I lit a candle this afternoon when I didn’t know what else to do. A colleague and friend texted moments before to tell me that the prayers I had curated for the sermon series she had hoped to begin this Sunday may have to wait.
Like the rest of the nation, I nervously refreshed my feed. Hoping. Praying. Disbelieving. Cursing. I was in awe of the brilliant artists that offered words where I could not find any. Maren Tirabassi wrote this Poem for Epiphany Evening as the sun set. Joanna Harader shared this keen insight on Storming the Capital on Epiphany and while these might help in the moment when it is Epiphany, I know that many of you, dear pastors, are wondering how to speak to this on Sunday. You may have planned to record tomorrow or Thursday so that now you are left staring at a blinking cursor.
Somewhere in the midst of my confusion and fury this afternoon, I got to thinking about a story that was shared in worship weeks ago in the days before the election. It is an old story that does not exist anywhere on the internet though it appeared in a 1978 issue of Reformed Journal which appears to now exist as a blog. Then, it was in print. I emailed my pastor, Anna Kreisle Humble, for a copy of the article. I wish I could also figure out how to share the video she created for worship that Sunday using this story but I cannot. Instead, I share with you a snippet of this essay that might speak to your preaching for this Sunday. Before he muses that some Christians will wonder if the church should be engaged in politics, like race relations, “as if these are still options for the Christian community,” Robert Mouw shares in his essay Baptismal Politics this story about Darryl.

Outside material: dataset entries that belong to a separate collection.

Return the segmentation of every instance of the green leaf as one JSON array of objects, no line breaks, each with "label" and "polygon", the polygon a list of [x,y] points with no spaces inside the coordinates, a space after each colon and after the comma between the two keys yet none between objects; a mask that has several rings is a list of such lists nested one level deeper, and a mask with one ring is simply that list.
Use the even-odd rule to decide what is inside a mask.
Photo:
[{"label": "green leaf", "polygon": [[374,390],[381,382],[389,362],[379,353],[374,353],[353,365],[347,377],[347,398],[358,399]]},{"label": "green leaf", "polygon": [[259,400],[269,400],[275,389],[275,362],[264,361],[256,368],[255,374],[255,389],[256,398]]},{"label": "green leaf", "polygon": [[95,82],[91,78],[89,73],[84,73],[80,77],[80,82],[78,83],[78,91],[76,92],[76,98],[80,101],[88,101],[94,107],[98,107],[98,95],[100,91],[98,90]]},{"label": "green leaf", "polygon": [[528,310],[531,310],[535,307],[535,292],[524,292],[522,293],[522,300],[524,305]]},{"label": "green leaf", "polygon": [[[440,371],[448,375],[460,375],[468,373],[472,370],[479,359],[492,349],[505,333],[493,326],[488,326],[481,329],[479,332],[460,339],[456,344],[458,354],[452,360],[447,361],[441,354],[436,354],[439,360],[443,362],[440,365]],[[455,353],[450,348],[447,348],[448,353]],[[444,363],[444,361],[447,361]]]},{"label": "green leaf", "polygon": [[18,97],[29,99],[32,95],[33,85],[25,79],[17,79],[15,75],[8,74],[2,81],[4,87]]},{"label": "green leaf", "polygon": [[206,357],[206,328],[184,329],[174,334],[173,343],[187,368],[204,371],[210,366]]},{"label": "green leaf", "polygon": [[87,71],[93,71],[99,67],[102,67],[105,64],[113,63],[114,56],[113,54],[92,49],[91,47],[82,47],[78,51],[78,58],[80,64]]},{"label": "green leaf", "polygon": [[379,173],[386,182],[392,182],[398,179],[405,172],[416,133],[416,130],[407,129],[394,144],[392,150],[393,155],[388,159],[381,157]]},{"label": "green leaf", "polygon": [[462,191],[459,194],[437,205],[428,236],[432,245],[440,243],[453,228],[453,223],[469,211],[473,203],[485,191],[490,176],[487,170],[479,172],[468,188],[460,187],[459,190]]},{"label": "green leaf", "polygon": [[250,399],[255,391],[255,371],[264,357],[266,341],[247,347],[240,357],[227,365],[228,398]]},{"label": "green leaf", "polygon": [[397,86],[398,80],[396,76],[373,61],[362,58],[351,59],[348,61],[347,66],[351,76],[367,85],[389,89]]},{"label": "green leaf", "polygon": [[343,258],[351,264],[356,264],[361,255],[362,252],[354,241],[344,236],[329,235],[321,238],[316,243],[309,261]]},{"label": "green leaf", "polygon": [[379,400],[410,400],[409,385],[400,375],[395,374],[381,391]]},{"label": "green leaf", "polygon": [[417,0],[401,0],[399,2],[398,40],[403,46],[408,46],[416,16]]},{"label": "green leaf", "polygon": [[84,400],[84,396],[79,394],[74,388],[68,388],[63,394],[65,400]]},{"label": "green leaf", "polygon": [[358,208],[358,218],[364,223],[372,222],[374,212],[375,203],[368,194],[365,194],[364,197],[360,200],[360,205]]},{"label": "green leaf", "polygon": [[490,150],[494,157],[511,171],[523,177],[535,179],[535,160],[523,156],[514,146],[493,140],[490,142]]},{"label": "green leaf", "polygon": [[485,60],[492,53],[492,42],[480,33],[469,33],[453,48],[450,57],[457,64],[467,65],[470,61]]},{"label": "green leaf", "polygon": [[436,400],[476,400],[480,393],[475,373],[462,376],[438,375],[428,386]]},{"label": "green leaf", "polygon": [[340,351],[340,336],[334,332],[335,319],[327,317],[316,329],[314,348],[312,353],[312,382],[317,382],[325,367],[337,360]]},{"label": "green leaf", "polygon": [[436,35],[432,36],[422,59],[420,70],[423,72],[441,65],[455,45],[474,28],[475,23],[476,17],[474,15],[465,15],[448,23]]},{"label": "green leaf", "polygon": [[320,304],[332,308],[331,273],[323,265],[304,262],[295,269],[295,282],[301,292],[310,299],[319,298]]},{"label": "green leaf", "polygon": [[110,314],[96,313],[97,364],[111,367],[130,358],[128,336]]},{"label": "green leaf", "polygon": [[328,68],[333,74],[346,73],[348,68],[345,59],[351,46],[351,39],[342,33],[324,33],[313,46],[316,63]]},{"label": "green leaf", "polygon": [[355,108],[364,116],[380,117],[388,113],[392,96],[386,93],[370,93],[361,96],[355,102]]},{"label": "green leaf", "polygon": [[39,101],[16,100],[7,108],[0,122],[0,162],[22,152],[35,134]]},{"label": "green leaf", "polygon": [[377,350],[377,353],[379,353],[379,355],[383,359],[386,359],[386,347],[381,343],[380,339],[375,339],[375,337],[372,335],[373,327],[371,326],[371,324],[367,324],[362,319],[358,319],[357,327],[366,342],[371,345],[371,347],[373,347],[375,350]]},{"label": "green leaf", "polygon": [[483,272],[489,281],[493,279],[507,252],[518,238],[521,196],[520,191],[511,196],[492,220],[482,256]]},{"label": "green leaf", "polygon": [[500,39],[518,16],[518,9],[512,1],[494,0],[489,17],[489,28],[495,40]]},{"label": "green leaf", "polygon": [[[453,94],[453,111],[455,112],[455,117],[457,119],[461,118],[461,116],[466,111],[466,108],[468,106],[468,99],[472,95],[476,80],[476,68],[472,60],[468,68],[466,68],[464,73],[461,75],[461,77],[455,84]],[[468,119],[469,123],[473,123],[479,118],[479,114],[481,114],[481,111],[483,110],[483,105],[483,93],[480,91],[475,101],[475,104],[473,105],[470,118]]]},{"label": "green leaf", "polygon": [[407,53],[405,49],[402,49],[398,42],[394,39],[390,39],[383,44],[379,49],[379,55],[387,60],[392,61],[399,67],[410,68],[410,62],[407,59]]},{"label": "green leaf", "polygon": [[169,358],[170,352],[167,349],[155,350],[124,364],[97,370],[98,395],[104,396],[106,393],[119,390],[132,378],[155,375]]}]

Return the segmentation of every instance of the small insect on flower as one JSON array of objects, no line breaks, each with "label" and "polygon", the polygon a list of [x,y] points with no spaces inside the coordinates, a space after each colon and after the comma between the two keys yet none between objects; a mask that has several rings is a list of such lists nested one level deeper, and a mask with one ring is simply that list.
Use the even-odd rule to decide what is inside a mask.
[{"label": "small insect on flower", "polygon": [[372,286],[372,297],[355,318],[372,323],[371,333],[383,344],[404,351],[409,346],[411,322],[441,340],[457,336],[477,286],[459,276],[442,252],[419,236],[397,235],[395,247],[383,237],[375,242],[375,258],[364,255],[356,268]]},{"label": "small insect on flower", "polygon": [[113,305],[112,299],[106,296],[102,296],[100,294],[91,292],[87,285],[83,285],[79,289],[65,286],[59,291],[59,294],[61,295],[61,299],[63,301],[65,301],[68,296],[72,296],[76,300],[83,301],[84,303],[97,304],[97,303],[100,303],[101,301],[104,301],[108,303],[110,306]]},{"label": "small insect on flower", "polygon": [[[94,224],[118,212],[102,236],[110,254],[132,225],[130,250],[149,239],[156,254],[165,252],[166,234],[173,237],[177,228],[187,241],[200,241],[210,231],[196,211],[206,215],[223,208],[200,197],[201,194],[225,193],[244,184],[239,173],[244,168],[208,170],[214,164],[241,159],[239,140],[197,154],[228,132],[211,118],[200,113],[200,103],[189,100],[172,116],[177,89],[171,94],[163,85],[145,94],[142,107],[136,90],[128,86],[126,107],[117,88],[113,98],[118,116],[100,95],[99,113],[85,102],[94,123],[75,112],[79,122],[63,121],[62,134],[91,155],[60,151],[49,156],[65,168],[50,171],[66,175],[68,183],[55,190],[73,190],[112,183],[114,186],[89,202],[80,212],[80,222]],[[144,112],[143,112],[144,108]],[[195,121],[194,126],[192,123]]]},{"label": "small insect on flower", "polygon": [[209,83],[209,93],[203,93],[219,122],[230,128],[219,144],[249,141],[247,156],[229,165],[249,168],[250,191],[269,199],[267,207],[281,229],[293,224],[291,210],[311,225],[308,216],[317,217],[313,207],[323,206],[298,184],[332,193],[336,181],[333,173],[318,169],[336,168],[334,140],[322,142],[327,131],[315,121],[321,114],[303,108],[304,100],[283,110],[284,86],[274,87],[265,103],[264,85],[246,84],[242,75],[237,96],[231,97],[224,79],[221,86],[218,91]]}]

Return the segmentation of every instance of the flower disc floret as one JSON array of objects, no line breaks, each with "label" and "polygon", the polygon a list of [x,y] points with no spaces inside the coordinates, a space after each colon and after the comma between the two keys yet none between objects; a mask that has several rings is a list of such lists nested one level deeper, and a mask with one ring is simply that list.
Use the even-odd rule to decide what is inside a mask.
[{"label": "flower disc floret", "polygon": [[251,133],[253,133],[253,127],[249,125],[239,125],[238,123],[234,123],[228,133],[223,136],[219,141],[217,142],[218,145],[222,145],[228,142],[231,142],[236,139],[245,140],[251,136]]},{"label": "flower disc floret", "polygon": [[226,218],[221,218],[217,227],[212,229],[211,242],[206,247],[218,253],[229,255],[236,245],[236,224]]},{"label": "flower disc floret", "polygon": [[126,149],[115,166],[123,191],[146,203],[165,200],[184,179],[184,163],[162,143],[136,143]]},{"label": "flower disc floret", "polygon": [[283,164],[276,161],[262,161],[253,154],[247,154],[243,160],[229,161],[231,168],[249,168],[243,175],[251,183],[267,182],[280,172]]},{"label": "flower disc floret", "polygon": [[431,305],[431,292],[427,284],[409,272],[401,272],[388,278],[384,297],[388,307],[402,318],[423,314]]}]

Darryl was brought by his mother to the front of the church to be baptized.. At a certain point in the ceremony, the minister asked these questions of the congregation: “Do you, the people of the Lord, promise to receive this child in love, pray for him, help care for his instruction in the faith, and encourage and sustain him in the fellowship of believers?” And we all answered: “We do, God helping us.”
Darryl is black. And so the congregation’s response had significant and far-reaching implications. For a predominately white congregation to promise to receive Darryl in love, to pray for him, to watch over his instruction in the faith, to sustain him in Christian fellowship, was a profound commitment on his behalf— with important implications not only for this congregation, but also for the traditionally Dutch-ethnic denomination of which it is a part, and for the entire church of Jesus Christ.

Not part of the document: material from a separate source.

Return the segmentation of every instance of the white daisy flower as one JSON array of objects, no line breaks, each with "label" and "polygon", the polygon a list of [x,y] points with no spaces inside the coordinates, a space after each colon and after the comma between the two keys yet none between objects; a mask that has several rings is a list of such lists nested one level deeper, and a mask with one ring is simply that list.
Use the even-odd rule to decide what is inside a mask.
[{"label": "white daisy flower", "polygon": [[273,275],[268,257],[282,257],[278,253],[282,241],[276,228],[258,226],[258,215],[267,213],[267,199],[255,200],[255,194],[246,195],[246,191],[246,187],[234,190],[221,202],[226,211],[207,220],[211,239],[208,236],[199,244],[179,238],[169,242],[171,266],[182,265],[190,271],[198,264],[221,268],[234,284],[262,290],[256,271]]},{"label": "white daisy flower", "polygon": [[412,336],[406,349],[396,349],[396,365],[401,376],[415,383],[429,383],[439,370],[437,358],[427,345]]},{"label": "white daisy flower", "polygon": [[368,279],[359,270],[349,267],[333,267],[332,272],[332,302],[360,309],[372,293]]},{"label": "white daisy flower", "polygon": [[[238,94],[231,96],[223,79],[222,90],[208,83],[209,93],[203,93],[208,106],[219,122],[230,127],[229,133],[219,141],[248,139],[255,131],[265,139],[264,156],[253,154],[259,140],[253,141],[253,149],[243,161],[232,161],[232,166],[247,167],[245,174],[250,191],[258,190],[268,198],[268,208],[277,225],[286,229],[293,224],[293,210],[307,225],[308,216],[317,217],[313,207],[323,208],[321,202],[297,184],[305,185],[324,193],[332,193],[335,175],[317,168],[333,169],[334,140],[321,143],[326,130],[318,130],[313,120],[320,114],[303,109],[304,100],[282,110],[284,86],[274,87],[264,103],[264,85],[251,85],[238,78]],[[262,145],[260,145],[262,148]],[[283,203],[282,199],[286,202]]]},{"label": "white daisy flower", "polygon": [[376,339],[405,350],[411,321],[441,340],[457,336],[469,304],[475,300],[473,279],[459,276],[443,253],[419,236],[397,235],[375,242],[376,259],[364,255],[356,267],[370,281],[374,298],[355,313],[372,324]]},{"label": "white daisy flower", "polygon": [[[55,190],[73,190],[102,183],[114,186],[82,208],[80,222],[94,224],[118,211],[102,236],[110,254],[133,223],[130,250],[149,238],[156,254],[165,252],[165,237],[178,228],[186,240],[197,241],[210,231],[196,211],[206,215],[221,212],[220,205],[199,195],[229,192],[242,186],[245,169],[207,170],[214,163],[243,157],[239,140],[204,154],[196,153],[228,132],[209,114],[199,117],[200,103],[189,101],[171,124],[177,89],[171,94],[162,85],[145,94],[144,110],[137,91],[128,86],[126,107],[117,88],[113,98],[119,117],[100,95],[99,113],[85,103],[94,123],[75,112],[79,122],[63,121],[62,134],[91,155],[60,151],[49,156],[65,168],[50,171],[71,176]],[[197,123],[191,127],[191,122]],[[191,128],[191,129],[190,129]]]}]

To love Darryl will require that we try to look at the world from his point of view, to make his hopes and fears our very own. To assume an obligation for his Christian instruction and nurture is to commit ourselves to attempting to understand what the gospel means for him, with his tradition and history. It means that from here on in we will have to keep Darryl in mind when we plan our sermons, write our liturgies, plot out our educational programs. All of this will involve us in change, in patterns of “contextualization” that are different from those which have characterized our lives in the past.

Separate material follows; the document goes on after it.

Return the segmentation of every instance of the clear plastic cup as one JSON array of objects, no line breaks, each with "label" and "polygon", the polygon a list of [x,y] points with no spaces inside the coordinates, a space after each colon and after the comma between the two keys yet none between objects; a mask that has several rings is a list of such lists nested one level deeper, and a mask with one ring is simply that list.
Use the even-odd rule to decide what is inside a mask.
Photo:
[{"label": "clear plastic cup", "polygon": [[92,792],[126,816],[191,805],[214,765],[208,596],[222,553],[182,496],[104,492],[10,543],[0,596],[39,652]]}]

We are also going to have to pay close attention to what others are saying to and about Darryl. If American society tries to treat him like a second-class citizen, we will have to protest on his behalf, since he is our brother in a holy nation of kings and priests. If he is ever the object of a cruel joke or a vicious slur, we will have to consider this to be an affront to the very Body of Christ. If someone ever complains that he is not “one of our own kind,” we will have to respond with the insistence that, through the blood of Jesus, we are Darryl’s “kind.”
While it might not be worth leading the Pandemic Prayers for Baptism of Christ after the riots today, I think it is worth remembering those questions that we ask of candidates for baptism. It is not just the question that is asked of the congregation to offer support that matters but the witness that we must each wrestle with every day as people of faith.
While our denominations all phrase these questions differently, it is our collective call to resist the powers of evil. It is our job to discern what evil looks like right here and right now and we must decide if we truly believe that Jesus Christ is Lord and Savior or if we will choose to put our faith in some other god. The rioters chose one way. I hope and pray that our baptismal faith leads us another way.
May you find such courage, dear pastor. May the Spirit move you with the power of words for the living of these days. I will be praying for you.